The sentence was later commuted to life in prison.

Overbye was working as a professional child caretaker, caring for babies born outside of marriage, and murdering her own charges. She strangled them, drowned them, or burned them to death in her masonry heater. The corpses were either cremated, buried, or hidden in the loft.

Overbye was convicted of nine murders as there was insufficient proof of the others. Her lawyer based the defense on Overbye being abused herself as a baby, yet that claim did not impress the judge. She became one of the three women sentenced to death in Denmark in the 20th century, but she - like the other two - was reprieved.

She died in prison on 6 May 1929 at the age of 42. Notes relating to her case are included in the Politihistorisk Museum (Museum of Police History) in Nørrebro, Copenhagen.

== In popular culture ==
The Danish author Karen Søndergaard Koldste wrote a novel called Englemagersken (The Angel Maker) based on her. Teatret ved Sorte Hest in Copenhagen has performed a play named Historien om en Mo(r)der (Morder meaning "murderer" and moder meaning "mother") based on her life.

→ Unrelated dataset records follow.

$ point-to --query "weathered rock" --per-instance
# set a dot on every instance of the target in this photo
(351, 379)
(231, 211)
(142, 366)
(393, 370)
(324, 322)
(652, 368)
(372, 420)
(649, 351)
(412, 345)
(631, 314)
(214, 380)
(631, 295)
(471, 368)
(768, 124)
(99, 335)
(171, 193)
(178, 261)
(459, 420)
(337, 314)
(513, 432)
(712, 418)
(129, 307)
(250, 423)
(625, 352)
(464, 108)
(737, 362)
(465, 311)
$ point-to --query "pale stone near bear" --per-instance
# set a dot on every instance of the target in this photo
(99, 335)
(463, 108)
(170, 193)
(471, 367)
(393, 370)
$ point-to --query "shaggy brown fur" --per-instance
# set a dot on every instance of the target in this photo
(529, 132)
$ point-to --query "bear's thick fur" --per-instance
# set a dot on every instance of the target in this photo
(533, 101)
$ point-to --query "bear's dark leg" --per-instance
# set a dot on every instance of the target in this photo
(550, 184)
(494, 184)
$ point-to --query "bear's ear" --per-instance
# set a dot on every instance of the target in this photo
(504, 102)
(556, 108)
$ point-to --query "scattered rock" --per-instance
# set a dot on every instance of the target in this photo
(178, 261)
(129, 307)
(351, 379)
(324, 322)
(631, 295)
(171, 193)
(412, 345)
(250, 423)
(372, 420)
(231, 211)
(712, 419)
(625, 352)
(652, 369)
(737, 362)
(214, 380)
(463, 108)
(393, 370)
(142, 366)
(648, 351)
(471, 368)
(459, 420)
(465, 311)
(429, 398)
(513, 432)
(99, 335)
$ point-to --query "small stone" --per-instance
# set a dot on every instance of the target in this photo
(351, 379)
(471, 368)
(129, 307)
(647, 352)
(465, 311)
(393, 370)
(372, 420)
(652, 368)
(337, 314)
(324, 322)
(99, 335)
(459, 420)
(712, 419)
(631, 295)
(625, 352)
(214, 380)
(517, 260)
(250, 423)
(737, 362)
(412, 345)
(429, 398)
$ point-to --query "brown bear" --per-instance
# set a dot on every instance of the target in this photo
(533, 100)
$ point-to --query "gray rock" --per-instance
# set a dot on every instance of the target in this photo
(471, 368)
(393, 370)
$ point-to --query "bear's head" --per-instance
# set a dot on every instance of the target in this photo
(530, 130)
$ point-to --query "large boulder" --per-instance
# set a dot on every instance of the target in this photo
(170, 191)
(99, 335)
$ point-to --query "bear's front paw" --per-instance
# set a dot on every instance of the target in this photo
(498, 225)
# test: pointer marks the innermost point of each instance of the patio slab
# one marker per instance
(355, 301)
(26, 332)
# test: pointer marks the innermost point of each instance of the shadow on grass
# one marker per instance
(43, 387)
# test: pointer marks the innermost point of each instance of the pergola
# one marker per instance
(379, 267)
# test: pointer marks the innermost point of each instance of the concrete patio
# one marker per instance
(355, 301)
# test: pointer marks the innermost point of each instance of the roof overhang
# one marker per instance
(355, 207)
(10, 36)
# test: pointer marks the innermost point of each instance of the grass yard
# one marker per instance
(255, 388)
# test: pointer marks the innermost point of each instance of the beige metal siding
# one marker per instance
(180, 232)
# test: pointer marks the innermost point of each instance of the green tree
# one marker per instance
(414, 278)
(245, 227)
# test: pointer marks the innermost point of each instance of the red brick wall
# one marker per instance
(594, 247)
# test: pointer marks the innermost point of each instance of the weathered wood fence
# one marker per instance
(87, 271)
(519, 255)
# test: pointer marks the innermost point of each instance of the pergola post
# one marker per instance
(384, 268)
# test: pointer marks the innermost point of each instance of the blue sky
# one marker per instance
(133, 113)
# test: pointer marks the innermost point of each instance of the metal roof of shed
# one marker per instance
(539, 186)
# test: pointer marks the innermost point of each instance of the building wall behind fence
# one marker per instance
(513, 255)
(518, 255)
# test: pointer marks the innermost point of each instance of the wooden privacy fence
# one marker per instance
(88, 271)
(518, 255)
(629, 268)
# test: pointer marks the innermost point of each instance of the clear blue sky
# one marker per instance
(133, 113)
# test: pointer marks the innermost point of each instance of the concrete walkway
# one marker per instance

Premiering at Chicago Horror Film Festival in 2024, Peder Pedersen's feature film Englebørn AKA Lost Angels stars Agnes Born as a troubled young artist whose traumas resurface as she hears the sound of crying babies appearing from nowhere; it turns out she is living in one of the apartments where Dagmar Overbye committed her infanticide.

Overbye is a character in the 2024 film The Girl with the Needle, directed by Poland-based Swedish director Magnus von Horn, where she is portrayed by Trine Dyrholm as a candy shopkeeper who quietly advertises she can get babies adopted for a fee, but in fact kills them after their mothers drop them off. The film premiered at the 2024 Cannes Film Festival.